Ersetzbarkeit: Die Stärke des Vertretens und die Befreiung des Schlafes

Es gibt eine Stärke (nicht nur eine Umsicht und strategische Klugheit des Distanzierteren), die daher kommt, dass ich die Sache eines anderen vertrete. Subjektivismus kultiviert zugleich die Erleichterung, sich im eigenen Handeln nicht direkt selbst der Welt auszusetzen, sondern im Schutz der Indirektheit einer Beziehung zu jemand anderem tätig zu werden.

Die moderne Institution appropriiert diese Neigung zum Indirekten. Sie bietet von Grundauf verunsicherten Subjekten die Stärke eines Stellvertreterischen als reguläre Disposition. Die gängige Hollywood-Fiktion einer Anwältin, die zur zivilen Aktivistin wird, da sie die Angelegenheit von Gesellschaftsschwachen, vom System Übervorteilten vertritt, verkitscht die Erinnerung daran, was für ein ziviles, ‚zwischenmenschliches‘ Motiv in jeder institutionellen Kompetenz steckt.

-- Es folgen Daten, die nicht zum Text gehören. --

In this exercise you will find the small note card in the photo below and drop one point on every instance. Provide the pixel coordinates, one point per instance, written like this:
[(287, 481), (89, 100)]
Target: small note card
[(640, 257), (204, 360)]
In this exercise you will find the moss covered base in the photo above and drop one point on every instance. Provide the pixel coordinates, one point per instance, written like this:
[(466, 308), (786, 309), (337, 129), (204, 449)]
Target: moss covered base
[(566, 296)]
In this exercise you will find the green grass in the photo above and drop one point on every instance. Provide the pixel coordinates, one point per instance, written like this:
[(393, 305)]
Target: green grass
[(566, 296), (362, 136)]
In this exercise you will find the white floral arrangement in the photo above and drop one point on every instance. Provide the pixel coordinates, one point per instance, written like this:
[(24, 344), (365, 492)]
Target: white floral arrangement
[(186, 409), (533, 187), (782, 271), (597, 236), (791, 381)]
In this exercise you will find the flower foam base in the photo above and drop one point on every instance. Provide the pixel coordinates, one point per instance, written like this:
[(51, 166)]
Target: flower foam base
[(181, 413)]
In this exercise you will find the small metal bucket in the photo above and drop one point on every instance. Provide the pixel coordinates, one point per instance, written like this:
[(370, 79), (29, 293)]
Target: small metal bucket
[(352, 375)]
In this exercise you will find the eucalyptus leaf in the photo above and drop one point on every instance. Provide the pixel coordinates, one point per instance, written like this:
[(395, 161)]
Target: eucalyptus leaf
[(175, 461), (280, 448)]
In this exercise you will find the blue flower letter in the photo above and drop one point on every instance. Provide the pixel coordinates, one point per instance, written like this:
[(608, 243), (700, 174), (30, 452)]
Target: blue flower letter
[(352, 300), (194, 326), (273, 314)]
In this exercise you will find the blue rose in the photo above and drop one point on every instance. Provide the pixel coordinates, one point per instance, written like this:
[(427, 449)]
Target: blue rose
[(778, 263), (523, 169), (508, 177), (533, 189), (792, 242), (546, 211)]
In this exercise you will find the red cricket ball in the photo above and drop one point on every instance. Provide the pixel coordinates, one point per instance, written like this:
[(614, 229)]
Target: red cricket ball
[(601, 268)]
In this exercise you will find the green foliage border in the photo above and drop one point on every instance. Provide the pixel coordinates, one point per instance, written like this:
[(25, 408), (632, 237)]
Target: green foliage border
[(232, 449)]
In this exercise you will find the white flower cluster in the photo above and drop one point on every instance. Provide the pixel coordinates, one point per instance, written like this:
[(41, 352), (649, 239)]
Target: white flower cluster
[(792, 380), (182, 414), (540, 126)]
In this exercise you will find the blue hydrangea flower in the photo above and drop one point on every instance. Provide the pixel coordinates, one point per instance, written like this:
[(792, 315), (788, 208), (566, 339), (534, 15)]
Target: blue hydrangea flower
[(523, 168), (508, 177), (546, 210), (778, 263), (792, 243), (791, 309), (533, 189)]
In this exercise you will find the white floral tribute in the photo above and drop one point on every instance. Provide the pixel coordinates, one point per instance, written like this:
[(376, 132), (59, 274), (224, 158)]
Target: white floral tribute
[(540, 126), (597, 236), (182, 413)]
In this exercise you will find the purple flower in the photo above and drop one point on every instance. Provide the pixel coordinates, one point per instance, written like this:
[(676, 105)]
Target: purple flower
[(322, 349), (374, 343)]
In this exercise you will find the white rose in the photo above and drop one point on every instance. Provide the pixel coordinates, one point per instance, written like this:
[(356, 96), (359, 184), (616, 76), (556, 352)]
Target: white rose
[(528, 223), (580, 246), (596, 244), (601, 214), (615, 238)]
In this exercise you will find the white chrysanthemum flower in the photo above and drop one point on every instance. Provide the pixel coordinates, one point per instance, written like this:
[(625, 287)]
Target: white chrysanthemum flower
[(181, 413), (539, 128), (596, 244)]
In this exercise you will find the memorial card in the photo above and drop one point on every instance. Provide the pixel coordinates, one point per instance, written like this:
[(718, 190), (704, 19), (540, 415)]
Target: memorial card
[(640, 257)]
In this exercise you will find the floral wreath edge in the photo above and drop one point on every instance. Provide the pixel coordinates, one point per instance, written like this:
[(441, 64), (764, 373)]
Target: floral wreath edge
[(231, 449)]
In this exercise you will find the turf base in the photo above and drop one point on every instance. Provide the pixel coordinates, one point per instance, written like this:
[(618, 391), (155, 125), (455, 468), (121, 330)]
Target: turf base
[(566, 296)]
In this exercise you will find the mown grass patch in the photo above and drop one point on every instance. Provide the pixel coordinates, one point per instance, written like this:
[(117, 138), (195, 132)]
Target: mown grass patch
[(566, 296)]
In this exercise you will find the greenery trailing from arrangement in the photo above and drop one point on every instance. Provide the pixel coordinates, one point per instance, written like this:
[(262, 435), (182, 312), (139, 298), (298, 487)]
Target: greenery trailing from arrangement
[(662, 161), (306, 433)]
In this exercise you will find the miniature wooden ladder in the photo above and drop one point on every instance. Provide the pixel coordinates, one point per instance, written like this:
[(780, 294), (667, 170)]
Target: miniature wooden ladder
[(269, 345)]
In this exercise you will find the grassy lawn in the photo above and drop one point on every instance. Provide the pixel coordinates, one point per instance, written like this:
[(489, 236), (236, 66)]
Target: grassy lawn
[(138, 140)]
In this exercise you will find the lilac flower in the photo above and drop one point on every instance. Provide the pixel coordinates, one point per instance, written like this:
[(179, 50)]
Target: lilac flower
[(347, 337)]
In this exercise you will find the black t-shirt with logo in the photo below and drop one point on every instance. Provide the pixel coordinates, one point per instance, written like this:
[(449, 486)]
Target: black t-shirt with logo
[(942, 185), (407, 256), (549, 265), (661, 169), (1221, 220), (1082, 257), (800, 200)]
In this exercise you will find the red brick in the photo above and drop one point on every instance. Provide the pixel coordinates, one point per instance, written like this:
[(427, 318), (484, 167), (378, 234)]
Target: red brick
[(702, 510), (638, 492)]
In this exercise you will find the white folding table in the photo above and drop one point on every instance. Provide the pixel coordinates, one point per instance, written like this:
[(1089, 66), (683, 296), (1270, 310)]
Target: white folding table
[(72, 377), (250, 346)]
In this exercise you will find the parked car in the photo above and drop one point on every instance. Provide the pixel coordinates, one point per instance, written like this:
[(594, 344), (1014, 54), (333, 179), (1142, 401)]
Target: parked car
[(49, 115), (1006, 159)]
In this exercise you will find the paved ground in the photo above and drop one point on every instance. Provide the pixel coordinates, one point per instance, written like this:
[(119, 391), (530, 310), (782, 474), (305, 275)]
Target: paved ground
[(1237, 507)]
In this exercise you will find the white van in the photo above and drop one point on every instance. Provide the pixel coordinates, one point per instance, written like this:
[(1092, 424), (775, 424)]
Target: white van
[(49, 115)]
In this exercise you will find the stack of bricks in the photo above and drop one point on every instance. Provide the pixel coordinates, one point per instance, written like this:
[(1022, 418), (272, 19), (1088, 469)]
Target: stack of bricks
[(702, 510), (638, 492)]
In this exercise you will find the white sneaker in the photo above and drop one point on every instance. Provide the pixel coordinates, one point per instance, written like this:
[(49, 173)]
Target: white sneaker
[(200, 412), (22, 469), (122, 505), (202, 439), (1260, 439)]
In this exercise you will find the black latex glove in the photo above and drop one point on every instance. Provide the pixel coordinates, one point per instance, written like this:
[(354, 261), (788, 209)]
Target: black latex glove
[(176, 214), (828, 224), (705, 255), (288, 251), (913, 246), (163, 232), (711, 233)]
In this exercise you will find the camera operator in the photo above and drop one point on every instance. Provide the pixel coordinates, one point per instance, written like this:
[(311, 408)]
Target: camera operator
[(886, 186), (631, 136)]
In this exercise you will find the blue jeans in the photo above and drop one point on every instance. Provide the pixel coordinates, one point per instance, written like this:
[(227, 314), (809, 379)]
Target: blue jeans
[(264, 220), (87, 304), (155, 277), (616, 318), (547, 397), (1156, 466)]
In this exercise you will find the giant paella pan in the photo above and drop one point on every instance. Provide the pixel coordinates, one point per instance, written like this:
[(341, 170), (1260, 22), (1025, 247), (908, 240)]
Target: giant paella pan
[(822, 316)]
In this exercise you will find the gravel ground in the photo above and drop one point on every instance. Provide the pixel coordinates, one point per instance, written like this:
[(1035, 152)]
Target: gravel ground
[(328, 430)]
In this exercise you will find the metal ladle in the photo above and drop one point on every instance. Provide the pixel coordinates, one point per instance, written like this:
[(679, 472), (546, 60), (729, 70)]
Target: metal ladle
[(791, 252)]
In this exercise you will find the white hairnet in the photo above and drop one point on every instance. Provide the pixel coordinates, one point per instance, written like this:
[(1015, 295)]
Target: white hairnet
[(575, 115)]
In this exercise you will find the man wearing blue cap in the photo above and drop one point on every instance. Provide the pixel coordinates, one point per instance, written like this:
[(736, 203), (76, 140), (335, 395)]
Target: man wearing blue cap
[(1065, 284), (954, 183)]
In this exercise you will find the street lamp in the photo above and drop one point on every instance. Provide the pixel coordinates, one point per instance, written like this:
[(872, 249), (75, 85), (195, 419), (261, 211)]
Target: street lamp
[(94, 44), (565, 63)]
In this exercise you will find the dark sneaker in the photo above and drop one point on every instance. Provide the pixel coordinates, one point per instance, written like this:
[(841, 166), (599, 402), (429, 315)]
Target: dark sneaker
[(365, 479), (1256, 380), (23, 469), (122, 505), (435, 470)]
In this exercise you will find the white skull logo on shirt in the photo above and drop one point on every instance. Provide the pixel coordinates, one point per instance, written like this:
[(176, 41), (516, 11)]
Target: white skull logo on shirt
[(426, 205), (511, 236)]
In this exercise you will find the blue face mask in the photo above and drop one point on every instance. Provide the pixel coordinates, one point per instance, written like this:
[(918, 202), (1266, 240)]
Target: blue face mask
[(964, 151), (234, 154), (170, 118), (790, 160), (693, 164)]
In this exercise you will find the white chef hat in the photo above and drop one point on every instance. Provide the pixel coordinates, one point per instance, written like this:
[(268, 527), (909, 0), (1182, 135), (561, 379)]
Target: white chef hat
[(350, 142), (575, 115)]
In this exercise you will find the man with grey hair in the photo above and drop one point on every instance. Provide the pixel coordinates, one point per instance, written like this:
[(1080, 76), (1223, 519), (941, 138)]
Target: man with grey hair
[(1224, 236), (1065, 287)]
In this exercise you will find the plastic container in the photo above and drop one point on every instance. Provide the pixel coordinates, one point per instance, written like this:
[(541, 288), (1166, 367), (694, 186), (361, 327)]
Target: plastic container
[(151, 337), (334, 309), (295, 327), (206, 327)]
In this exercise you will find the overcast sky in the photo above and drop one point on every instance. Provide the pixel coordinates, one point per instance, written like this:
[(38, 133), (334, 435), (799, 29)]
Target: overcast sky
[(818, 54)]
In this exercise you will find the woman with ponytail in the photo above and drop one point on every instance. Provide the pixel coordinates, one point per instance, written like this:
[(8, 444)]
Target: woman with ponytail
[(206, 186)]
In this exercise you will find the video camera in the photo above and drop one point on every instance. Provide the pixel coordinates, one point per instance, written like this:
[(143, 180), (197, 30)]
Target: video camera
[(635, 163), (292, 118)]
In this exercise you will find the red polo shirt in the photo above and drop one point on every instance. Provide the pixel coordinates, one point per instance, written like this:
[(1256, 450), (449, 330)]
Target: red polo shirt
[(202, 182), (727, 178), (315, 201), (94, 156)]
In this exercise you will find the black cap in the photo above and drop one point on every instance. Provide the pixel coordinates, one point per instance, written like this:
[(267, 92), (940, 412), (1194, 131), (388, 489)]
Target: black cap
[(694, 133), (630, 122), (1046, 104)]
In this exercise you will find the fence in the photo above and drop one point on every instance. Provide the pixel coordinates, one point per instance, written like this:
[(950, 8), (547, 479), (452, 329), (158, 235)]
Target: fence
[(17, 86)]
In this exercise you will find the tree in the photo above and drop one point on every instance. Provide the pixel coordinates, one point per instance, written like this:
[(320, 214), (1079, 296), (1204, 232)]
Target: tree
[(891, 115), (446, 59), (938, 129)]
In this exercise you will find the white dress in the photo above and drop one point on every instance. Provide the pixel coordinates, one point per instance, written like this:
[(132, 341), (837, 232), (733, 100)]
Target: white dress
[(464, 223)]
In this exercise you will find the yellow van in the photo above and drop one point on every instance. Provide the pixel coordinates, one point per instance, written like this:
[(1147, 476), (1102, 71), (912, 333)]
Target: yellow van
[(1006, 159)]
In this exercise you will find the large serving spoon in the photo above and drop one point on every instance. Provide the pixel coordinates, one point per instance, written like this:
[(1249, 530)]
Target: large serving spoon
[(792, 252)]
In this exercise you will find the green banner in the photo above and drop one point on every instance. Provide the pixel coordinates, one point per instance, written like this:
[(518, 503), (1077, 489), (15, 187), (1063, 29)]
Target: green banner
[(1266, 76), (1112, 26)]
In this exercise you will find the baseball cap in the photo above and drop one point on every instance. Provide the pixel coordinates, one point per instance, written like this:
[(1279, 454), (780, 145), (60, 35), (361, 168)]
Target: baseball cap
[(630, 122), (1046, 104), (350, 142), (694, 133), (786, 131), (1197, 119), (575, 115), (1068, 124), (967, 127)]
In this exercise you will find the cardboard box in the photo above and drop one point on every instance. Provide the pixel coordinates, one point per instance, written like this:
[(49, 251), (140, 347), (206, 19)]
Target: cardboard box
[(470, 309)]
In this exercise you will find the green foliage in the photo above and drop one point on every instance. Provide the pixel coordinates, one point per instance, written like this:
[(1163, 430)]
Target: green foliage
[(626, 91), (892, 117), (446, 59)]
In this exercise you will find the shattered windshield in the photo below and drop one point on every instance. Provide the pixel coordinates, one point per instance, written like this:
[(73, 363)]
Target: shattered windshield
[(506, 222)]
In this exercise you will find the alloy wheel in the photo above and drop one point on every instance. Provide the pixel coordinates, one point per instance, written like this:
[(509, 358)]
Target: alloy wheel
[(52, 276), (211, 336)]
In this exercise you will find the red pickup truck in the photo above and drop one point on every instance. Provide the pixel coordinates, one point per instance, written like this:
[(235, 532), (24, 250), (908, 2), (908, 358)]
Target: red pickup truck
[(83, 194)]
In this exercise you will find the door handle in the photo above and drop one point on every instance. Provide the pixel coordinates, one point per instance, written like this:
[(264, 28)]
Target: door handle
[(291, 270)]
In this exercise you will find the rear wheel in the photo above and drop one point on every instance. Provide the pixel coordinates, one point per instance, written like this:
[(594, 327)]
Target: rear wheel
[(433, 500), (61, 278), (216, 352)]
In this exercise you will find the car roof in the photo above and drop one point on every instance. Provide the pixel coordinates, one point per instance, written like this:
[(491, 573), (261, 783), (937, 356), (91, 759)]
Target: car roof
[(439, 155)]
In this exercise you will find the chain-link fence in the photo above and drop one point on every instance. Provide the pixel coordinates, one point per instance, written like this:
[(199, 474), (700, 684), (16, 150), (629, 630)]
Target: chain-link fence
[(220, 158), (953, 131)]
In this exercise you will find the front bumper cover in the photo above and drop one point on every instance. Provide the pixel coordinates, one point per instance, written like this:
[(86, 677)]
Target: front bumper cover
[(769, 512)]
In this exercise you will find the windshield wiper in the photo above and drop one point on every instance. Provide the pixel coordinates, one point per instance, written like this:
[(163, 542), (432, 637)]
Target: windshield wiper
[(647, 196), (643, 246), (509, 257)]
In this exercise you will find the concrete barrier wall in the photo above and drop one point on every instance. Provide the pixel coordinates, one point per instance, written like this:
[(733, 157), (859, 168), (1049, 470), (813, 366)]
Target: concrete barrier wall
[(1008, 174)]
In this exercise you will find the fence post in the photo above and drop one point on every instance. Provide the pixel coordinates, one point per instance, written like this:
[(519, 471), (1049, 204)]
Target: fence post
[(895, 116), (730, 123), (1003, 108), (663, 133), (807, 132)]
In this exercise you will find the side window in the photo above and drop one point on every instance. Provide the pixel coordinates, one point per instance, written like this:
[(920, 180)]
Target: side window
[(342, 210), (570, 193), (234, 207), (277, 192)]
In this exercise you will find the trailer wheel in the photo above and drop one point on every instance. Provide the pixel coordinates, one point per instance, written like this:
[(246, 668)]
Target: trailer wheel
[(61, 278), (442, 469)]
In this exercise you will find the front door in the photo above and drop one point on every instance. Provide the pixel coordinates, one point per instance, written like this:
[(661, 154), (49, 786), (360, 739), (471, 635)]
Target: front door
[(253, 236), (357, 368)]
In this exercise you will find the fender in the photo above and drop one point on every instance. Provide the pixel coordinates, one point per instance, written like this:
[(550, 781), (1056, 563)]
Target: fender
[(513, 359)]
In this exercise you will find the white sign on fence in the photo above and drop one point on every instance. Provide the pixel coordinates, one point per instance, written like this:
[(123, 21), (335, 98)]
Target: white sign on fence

Zu betonen an stellvertretender Repräsentation wäre für eine Theorie des Zusammenlebens weniger das Identifikatorische (die Formalisierung der Person, die Übertragbarkeit ihres ‚Falles‘, die Interessenübereinstimmung oder empathische Affektivität von Solidarisierung) als vielmehr die Entlastung von einem subjektiv Eigenen und dessen Ersetzung durch ein vermitteltes Eigenes. Soll der Preis von Freiheit nicht in extremer Schwächung bestehen, braucht es Beziehungen zu Dritten, die Subjektivität in der Welt einzurichten helfen.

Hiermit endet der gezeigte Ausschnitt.